Most people think the only way to have vegetables and for it to be healthy is by steaming them and with nothing on them. And that can be great with some vegetables, but sometimes I need a little more flavor with my vegetable. Roasting does that for me, and I do it year round.
4 cups various vegetables
2 tbsp extra virgin olive oil
Toss everything together in a bowl. Add slightly more olive oil if you need more to coat the vegetables (I find I need this when I use eggplant or mushrooms). All of the spices are to taste, so add as much or as little as you like.
Place the vegetables on a baking sheet in a preheated oven at 400 degrees. Cook for 15-20 minutes, turn the vegetables, cook for another 15-20 minutes until done.
The key to this recipe is experimenting with different vegetables.
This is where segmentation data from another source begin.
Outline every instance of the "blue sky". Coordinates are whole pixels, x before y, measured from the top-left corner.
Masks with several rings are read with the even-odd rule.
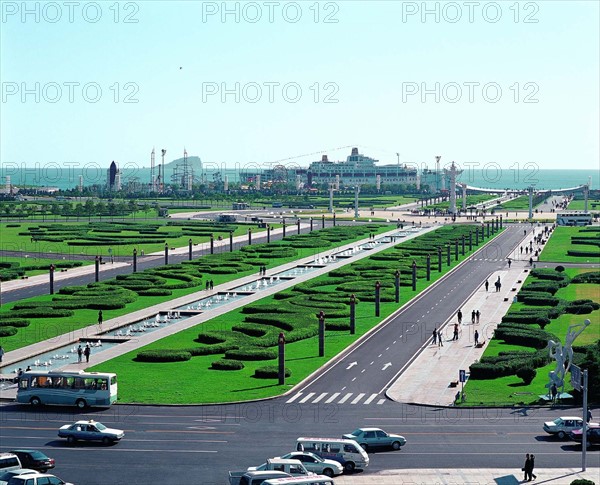
[[[598,2],[276,3],[2,2],[0,161],[598,168]]]

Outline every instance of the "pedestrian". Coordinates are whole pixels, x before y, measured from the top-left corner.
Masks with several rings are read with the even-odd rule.
[[[533,473],[535,468],[535,455],[533,453],[529,455],[529,461],[531,462],[529,465],[529,480],[531,481],[537,478],[537,475]]]
[[[525,455],[525,464],[521,470],[523,471],[523,481],[528,482],[527,477],[529,476],[529,469],[531,468],[531,458],[529,458],[529,453]]]

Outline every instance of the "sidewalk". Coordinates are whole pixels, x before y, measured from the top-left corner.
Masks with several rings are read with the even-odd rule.
[[[590,456],[589,461],[594,461]],[[597,460],[595,460],[597,462]],[[519,483],[543,483],[569,485],[573,480],[586,478],[598,485],[600,468],[588,468],[585,472],[576,468],[536,468],[537,478],[523,481],[519,466],[512,468],[433,468],[396,469],[370,473],[341,475],[335,478],[336,485],[517,485]]]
Root vegetables like carrots seem like the obvious choice, but there are plenty of other things that work well in this recipe. My favorites to use are onions, zucchini, eggplant, carrots, peppers and asparagus. I also have used mushrooms and broccoli. I tried green beans the other night, though I wasn’t impressed. But experiment for what works best for you.
I find roasting vegetables brings out a different flavor in the vegetables, which I love. But be careful about overcooking them. It’s OK if the vegetables are slightly crispy or brown, but you don’t want them blackened. You’ll kill all the flavor if you overcook them, just like with everything else.
This recipe easily can be doubled (though I’ve never tripled it). It also saves well in the refrigerator and reheat well. I’ve included them in other dishes, like as a pizza topping too. You even can eat the leftovers cold in something like a salad.
If you’re on Weight Watchers, 1/2 cup of this roasted vegetables is only 1 point. Plus you’ll get some healthy oil into your daily meals.